Tampaknya pada zaman Sriwijaya
dengan bahasa Melayu Kuno telah dikenal sejumlah awalan, akhiran, dan sisipan.
Terdapat awalan mar- atau war- seperti pada kata marppadah,
waranak, atau warpatih yang sekarang berubah menjadi awalan ber-. Pada zaman itu dikenal juga awalan
ni- seperti pada kata niminum,
niparwuat, nimakan, dan niwunuh yang kini berubah menjadi awalan di-. Pada zaman itu terdapat sisipan –in- seperti pada kata winunuh yang kini
dihidupkan kembali dalam bentuk kata kinerja, kinasih, dan sinambung.

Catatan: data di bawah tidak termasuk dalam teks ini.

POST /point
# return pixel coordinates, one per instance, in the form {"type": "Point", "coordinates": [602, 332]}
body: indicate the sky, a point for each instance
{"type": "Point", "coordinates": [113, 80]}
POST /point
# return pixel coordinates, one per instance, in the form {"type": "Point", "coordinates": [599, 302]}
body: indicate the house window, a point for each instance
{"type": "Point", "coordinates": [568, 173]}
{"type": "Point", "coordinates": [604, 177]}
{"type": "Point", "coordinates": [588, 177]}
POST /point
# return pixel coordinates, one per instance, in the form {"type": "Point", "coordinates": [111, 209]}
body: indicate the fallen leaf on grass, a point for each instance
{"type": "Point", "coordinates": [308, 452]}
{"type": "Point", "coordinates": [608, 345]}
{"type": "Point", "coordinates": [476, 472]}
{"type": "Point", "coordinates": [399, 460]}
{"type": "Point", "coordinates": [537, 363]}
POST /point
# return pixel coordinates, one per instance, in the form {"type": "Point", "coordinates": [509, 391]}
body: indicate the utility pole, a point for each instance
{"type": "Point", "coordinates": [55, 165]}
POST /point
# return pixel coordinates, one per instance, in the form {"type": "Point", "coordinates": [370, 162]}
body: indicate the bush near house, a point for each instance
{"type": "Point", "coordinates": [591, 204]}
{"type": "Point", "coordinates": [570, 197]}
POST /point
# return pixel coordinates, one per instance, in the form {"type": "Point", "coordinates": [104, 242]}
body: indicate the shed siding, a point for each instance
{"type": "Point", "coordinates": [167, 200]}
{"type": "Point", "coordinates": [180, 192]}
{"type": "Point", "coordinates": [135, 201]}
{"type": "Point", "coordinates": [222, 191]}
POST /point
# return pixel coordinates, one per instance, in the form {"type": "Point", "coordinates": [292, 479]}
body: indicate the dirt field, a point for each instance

Kata akan tertentu pada zaman itu,
kini berubah menjadi akhiran –kan sedangkan
imbuhan –nda seperti pada kata
ananda, ayahanda, ibunda sudah dikenal sejak zaman Sriwijaya. Demikian pula,
pada zaman itu kita mengenal banyak kata yang
seperti pada kata yang wala, yang kayu,
yang nivava, yang nitanam, yang manyuruh, dan kata lain semacam itu. Pada zaman
sekarang pun kata yang masih
digunakan seperti pada kata yang dipertuan agung, yang mulia, yang terkasih,
dan yang terhormat.
Selanjutnya seperti dikemukakan oleh
J.J. de Hollander di dalam bukunya Pedoman
Bahasa dan Sastra Melayu bahwa tulisan Melayu Klasik sejak akhir abad ke-13
telah menggunakan huruf Arab. Sekalipun demikian terdapat lafal Arab yang tidak
dikenal di dalam bahasa Melayu serta sebaliknya terdapat lafal Melayu yang
tiada huruf Arabnya. Karena itu, diciptakanlah huruf Arab khusus untuk bahasa
Melayu. Berangsur-angsur melalui pengaruh Portugis dan Belanda, mulai muncul
bahasa Melayu yang ditulis di dalam bahasa Latin, di antaranya, terdapat kamus
bahasa Melayu.
Bahasa Melayu Peralihan pada abad
ke-19, selain ditulis dalam huruf Arab, sudah mulai ditulis dalam huruf Latin.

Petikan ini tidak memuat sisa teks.